Liesel adındaki küçük bir kitap hırsızının ve ölümün bakış açısından olayları aktaran bu roman Nazi’nin Almanya’da iktidar olduğu dönemi anlatıyor. Liesel’in evlatlık olarak verildiği ailede tanıştığı insanlarla ve yaşadığı olaylarla ilgili bakış açısından yola çıkan kitap, ölümün ağzından da bir bakış açısına sahip olması ile ilginç bir deneyim sunmasıyla dikkat çekerken o dönemin temalarından birinin de ölüm olduğu gerçeğini okuyuculara aktarıyor. Kitabın tek bir olay üzerinden kurgulanmadığı da görülmektedir. Bu kurgunun yanında, aynı anda kitabın içerisinde farklı olaylara yer verilerek farklı perspektifler vardır. Kitabın konusu, kendi türü içerisinde çok farklı olmasa da konuya bakış açısının getirdiği yeniliklerle yazar, okuyucuyu kitabın içerisine dahil etmeyi başarmıştır.
Yazarın kitapta yaptığı bir diğer farklılık ise, olaylar gelişmeden önce olayın ne olduğunu söylemesi. Fakat yazar okuyucunun ne düşüneceğini tahmin etmiş olmalı ki bunu yapmasına rağmen okuyucu için süreç merak edilir hale gelmektedir. Yazarın konu aldığı dünya savaşıyla ilgili kitaplara rastlansa dahi özgün bir kalemin getirisi olarak kitap yeniymişçesine okunabiliyor. Bu da yazarın ne kadar usta bir kalem olduğunu göstermiştir.
Kitapta yer alan karakterlerin kurgulanış şekli itibariyle okuyucunun ilgisini çekmeyi başardığı söylenebilir. Bazı anlarda, okuyucu ve karakter arasında oluşan bir bağın zaman içerisinde karşılıklı bir iletişim ağına dönüştüğü görülebiliyor. Bunun sebebi, hayatın akışında karakterlerde okuyucunun kendisiyle alakalı parçaları görmesi neden oluyor olabilir.
Romanda fazlaca betimlemelere yer verilmese de, akışın kendisiyle beraber sokak sokak Almanya’da dolaşma imkanı bulunabiliyor.
Kitabın bir diğer önemli özelliği, bugüne kadar yazılan romanların çoğunda Almanya’nın Naziler ile ilgili olan kısımlarında her zaman belirgin kişileri ele alınmasıdır. Fakat bu kitapta, hiç kimseye müdahale etmeyen hatta Yahudilere yardım eden Almanların neler yaşadığını gözler önüne seriyor. Kitap tam olarak bu noktadan yola çıkıyor.

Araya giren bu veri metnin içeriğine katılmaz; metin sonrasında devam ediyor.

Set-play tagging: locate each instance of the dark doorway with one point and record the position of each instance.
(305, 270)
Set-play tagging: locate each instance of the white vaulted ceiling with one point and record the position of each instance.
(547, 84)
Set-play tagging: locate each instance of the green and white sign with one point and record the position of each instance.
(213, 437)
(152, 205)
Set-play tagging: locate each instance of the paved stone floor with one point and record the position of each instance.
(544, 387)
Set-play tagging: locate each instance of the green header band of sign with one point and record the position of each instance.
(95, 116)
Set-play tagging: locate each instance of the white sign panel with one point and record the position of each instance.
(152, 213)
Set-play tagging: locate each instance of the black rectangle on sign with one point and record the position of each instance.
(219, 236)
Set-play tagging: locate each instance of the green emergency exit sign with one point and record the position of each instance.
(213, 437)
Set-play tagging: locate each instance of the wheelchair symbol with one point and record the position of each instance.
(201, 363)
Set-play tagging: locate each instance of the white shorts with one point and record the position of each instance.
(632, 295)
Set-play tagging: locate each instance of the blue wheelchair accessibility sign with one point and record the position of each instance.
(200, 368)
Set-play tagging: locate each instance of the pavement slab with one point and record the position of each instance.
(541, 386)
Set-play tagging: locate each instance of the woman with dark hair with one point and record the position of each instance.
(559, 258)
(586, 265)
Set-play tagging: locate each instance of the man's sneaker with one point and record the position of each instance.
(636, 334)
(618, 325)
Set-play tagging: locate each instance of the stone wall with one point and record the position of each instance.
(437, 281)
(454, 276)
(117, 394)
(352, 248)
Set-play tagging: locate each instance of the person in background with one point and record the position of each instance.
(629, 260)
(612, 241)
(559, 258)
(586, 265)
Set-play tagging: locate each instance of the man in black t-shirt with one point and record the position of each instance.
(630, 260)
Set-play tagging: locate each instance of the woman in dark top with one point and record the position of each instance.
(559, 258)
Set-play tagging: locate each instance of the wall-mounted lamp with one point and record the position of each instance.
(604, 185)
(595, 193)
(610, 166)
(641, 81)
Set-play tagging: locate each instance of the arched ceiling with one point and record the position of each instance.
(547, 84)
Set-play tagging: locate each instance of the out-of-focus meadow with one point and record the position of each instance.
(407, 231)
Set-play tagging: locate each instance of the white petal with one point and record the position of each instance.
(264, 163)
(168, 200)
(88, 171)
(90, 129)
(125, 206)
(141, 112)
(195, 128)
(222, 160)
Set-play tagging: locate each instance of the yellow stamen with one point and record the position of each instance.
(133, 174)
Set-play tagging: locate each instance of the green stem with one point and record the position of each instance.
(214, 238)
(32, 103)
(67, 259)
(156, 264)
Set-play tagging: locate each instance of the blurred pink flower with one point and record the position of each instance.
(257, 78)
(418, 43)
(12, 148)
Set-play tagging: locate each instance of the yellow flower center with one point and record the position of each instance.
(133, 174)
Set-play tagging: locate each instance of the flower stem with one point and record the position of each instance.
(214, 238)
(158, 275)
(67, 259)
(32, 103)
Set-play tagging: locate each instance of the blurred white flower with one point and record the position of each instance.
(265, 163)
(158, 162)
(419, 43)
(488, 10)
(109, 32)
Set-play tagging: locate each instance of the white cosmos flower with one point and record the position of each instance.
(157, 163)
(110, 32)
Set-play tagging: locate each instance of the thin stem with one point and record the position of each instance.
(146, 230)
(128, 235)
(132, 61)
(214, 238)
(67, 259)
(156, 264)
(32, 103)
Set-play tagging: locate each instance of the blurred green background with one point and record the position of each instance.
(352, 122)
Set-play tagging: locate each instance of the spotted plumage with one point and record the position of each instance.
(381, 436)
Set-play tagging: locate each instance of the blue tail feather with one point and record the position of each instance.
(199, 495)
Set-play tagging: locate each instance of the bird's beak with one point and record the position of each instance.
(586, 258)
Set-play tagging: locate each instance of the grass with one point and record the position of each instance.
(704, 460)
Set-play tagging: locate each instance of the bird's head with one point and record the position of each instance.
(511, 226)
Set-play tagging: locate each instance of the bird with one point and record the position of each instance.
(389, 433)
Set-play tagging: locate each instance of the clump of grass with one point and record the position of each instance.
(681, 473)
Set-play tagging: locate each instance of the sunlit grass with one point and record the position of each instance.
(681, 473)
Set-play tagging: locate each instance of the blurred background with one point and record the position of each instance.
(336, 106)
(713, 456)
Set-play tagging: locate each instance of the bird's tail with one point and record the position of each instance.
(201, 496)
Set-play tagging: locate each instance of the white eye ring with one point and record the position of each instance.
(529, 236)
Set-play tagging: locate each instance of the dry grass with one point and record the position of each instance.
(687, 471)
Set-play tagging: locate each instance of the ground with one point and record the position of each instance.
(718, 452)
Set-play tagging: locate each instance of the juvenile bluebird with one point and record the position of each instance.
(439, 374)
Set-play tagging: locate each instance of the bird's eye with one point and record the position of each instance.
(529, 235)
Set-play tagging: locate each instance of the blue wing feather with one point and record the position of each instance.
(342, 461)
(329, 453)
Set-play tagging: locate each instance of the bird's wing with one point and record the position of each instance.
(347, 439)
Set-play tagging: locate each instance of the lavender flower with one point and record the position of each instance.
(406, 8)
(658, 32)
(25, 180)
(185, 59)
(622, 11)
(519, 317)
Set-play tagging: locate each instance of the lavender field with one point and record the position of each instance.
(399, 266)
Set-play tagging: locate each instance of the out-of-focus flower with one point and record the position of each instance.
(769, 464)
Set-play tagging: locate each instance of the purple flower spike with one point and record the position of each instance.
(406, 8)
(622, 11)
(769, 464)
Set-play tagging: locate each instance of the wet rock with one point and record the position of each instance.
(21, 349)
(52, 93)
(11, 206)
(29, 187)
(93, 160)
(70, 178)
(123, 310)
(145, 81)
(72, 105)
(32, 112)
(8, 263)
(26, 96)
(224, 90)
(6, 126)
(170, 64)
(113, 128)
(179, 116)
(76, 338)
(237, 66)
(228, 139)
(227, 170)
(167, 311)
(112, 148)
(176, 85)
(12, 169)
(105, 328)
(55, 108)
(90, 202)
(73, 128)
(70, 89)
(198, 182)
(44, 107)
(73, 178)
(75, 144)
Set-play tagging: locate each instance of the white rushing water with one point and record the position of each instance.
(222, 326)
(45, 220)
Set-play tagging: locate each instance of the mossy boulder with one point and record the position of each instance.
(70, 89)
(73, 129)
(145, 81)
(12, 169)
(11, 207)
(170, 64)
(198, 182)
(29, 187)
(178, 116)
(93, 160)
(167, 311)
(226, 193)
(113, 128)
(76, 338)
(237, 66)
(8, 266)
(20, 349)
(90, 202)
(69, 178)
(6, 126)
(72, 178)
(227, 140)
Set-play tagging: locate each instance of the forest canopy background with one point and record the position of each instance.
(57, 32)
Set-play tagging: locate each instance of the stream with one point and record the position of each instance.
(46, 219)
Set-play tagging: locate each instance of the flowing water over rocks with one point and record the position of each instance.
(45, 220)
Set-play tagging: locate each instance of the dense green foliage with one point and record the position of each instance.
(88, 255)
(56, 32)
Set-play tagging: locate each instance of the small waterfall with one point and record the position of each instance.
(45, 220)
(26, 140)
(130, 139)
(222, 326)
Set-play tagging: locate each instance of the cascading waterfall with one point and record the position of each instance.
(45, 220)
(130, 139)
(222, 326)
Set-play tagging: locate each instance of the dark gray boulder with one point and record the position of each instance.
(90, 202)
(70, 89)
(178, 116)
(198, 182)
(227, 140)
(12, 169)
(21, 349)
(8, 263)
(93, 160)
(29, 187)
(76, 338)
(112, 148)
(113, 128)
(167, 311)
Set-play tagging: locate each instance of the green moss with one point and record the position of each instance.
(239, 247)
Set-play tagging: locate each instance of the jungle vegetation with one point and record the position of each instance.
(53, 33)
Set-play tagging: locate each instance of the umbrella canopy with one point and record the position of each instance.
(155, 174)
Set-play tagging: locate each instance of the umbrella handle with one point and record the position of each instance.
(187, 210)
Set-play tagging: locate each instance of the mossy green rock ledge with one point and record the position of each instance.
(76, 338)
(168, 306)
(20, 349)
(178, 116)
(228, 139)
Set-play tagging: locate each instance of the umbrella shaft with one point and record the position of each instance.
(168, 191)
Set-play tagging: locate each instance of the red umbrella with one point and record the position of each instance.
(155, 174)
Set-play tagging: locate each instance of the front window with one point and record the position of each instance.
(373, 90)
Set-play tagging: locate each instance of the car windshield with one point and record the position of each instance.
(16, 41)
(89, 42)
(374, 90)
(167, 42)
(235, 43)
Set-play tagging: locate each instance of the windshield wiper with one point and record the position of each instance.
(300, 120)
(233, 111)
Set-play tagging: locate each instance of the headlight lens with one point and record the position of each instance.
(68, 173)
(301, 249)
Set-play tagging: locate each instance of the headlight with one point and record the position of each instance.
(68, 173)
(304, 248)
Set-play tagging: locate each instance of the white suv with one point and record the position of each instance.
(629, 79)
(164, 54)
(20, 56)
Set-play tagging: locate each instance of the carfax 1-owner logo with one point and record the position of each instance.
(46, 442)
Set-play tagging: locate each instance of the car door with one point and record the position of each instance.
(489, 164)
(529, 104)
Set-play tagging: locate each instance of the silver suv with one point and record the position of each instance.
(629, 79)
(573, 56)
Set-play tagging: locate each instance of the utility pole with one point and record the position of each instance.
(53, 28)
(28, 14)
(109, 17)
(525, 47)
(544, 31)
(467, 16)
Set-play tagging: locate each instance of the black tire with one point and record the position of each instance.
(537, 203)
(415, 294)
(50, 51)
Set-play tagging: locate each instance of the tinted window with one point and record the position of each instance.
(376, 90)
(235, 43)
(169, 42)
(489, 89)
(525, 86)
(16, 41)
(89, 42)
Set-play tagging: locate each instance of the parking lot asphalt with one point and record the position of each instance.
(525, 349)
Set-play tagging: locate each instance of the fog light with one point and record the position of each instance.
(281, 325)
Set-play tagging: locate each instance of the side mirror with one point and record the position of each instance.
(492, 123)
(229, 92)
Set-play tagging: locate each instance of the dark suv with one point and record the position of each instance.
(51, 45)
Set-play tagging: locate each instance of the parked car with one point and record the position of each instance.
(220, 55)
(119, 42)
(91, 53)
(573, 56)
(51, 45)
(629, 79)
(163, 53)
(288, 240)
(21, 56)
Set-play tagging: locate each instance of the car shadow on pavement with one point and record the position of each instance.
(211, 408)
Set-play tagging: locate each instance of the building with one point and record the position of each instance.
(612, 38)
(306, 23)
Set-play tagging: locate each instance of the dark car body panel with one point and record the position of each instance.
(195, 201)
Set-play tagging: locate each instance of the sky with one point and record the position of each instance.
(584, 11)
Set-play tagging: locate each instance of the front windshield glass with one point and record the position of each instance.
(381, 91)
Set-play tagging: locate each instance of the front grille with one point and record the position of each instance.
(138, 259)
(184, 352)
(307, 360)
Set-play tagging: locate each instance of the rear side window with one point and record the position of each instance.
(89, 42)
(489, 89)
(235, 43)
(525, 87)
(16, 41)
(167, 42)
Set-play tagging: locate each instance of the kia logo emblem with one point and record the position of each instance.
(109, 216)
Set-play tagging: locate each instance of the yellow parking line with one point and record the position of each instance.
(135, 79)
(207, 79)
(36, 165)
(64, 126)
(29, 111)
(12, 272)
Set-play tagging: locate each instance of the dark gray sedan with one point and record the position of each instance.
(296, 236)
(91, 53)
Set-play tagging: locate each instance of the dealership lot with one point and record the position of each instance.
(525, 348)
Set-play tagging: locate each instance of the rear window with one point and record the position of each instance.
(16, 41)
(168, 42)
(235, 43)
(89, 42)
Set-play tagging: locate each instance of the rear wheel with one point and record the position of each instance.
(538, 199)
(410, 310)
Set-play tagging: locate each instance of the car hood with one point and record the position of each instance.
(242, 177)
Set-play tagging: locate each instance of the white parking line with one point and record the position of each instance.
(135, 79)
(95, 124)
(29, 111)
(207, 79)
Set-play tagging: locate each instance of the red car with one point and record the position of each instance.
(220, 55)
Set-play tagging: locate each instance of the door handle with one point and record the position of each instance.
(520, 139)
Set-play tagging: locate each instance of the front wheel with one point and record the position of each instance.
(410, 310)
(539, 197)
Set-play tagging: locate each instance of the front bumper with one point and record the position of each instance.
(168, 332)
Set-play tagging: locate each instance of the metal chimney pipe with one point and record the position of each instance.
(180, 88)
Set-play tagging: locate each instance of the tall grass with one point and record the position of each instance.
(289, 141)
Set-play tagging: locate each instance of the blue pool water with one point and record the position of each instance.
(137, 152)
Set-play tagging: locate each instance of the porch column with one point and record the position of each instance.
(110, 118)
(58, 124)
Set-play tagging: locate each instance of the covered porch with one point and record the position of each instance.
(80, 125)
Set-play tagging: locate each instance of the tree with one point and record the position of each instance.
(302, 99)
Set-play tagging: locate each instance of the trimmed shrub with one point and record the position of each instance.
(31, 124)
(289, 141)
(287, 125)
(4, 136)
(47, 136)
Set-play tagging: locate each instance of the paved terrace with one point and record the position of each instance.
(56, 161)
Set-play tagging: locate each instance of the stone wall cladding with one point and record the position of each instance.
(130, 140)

“Her yerde kitaplar vardı! Duvarların her birinde aşırı dolu ama kusursuz raflar yükseliyordu. Duvarın boyası bile görünmüyordu. Siyah, kırmızı, gri her renkte kitapların sırtlarında farklı tarzlarda ve büyüklüklerde yazılar vardı. Bu, Liesel Meminger’in hayatında gördüğü en güzel manzaraydı.”